Con este procedimiento lo que se busca se busca la autonomía del niño, una corrección de errores.
Nos pareció de una gran importancia la presencia de los padres en el proceso de aprendizaje, para el desarrollo del diálogo que llaman tónico-afectivo.
Yendo concretamente al método comienza con 20 sesiones de 15 minutos, cerca de la pileta a una temperatura ambiente de 30º aprox., para que el bebe se acostumbre al lugar donde va a trabajar. A continuación lo acercamos al agua mediante objetos y formas de colores. Esto debe hacerse entre los 4-15 meses.
Es importante que el adulto que trabaje con ellos transmita NATURALIDAD, ALEGRÍA Y TRANQUILIDAD. Su cara y manos determinarán la conducta del niño.
Se debe fomentar el contacto del agua en la cara para incentivar la apnea temporal, lo que lo capacitará para las próximas inmersiones.
Para la primera inmersión nos dimos cuenta que es importante la elevación del cuerpo sobre el agua, y lo que debería ver primero al emerger es la cara alegre del adulto.

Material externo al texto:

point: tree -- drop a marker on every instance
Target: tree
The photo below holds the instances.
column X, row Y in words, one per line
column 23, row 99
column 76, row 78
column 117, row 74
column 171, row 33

Haciendo al niño flotar de forma ventral desplazándolo de los brazos del padre al profesor logrará la autonomía limitada por el corto tiempo de apnea. Posteriormente se lo llevará a la flotación dorsal que en los primeros momentos generará rechazos, debido a que el mismo necesita mayor participación para solucionar el desequilibrio constante. Para lograr la autonomía deslizamos las yemas de los dedos detrás de la nuca.
Notamos que el adulto estimula la vuelta a la posición dorsal por medio de balanceos sobre el eje longitudinal. Luego el chico lo hace en forma autónoma después de una apnea prolongada.
A partir de los 16 meses cambian los objetivos pasando de la flotación estática a la dinámica por medio de los barridos de pies y manos. Al descubrir su autonomía, el niño abre las puertas de relaciones con los demás y con los objetos, fortaleciendo el desarrollo psicomotor, ésta es la etapa de mayor creatividad y expresividad corporal.
Después de cumplidos los dos años, ellos solos se desplazan, pero primero en posición vertical y luego horizontal mejorando la coordinación pies y manos, siendo estas las principales. A continuación se los lleva a recoger objetos del fondo con una pequeña ayuda del profesor.
CONCLUSIÓN: El tema de la relajación es central en la autonomía del niño en el medio acuático, ya que él ya está familiarizado con el medio al nacer, y nuestra tarea como profesores se reduce a fomentar la autonomía del chico en el agua, ya que esto es fundamental a la hora de enseñarle a nadar, recordemos que nadar no es aprender estilos, si no simplemente desplazarse suspendido en el medio acuático, sin tocar el fondo.